Tanah Datar, MISTAR.ID
Pacu Jawi, tradisi balapan sapi yang telah diwariskan turun-temurun, kembali digelar dengan semarak dan penuh makna di penghujung musim panen.
Bukan sekadar perlombaan, Pacu Jawi adalah simbol perjuangan petani. Di setiap percikan lumpur yang terbang, ada cerita keringat yang menghidupi sawah-sawah mereka.
Seperti lumpur yang menghubungkan kaki para joki dengan tanah, tradisi ini menyatukan generasi, budaya, dan semangat yang tak tergoyahkan.
Dalam Festival Pesona Minangkabau tradisi ini juga digelar untuk hiburan rakyat dan wisatawan. Pacu jawi yang sudah ada sejak ratusan tahun lalu berawal dari kebiasaan petani di Minangkabau yang merayakan akhir masa panen.
Baca juga :Â Pelestarian Budaya dalam Festival Pesona Minangkabau
Setelah sawah selesai digarap, mereka mengadakan perlombaan balap sapi di area persawahan yang masih berlumpur.

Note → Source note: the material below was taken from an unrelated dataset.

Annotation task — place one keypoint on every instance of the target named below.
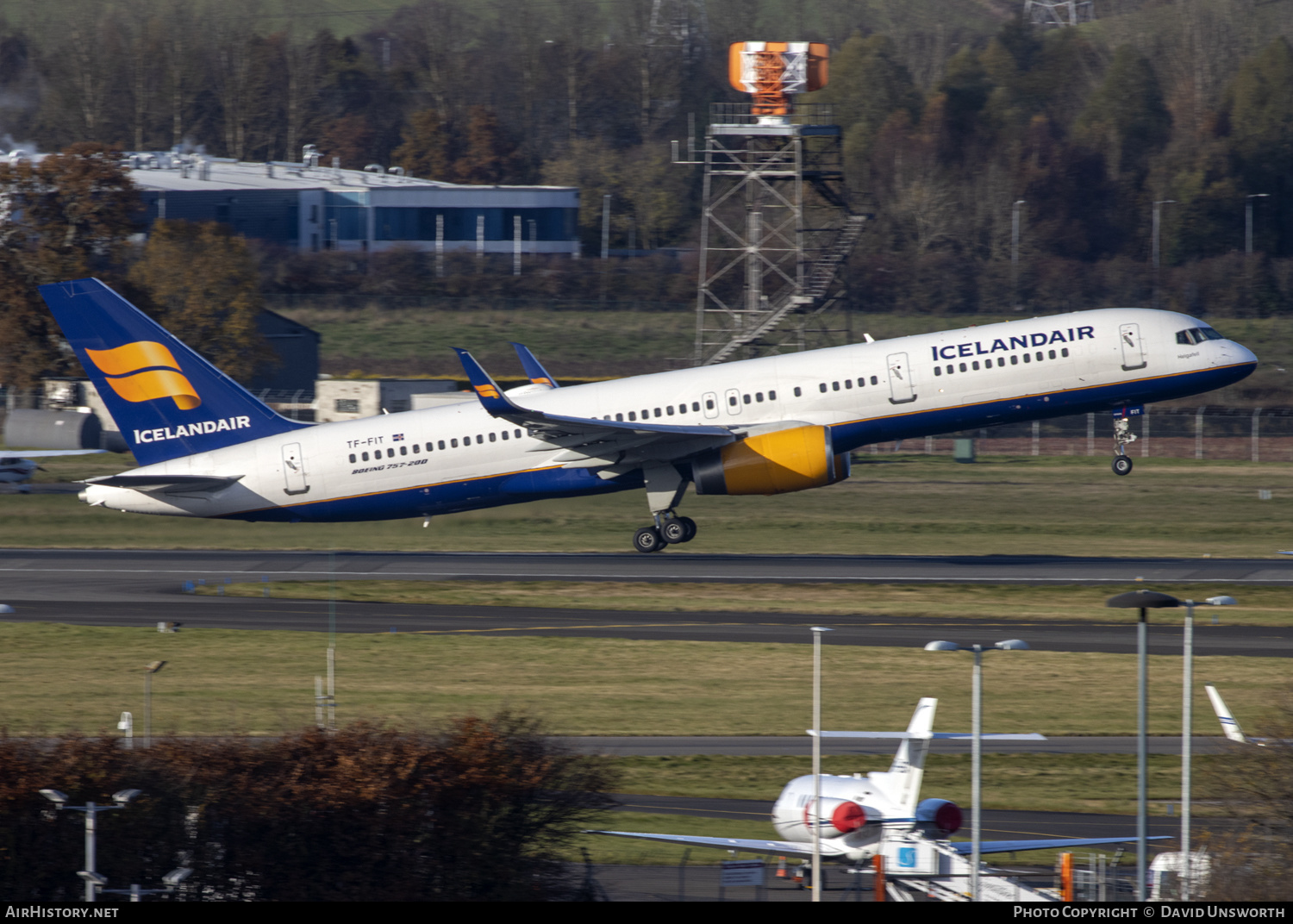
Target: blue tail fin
(167, 400)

Tradisi ini bukan sekadar kompetisi, melainkan simbol kebersamaan dan rasa syukur kepada alam. Selain itu, pacu jawi juga menjadi ajang seleksi sapi terbaik, yang dianggap sebagai aset berharga dalam kehidupan petani.
Proses Pelaksanaan Pacu Jawi ini diadakan di sawah yang telah dibersihkan pasca-panen dan dipenuhi lumpur. Seorang joki berdiri di belakang dua ekor sapi, memegang alat pengendali berupa kayu yang diikatkan pada leher sapi.
Joki harus menjaga keseimbangan sambil memacu sapi dengan suara dan gerakan tertentu. Dikatakan Ketua Persatuan Olahraga Pacu Jawi (Porwi) Kabupaten Tanah Datar, Aresno Dt. Andomo, Pacu Jawi sudah ada sejak tahun 17-an.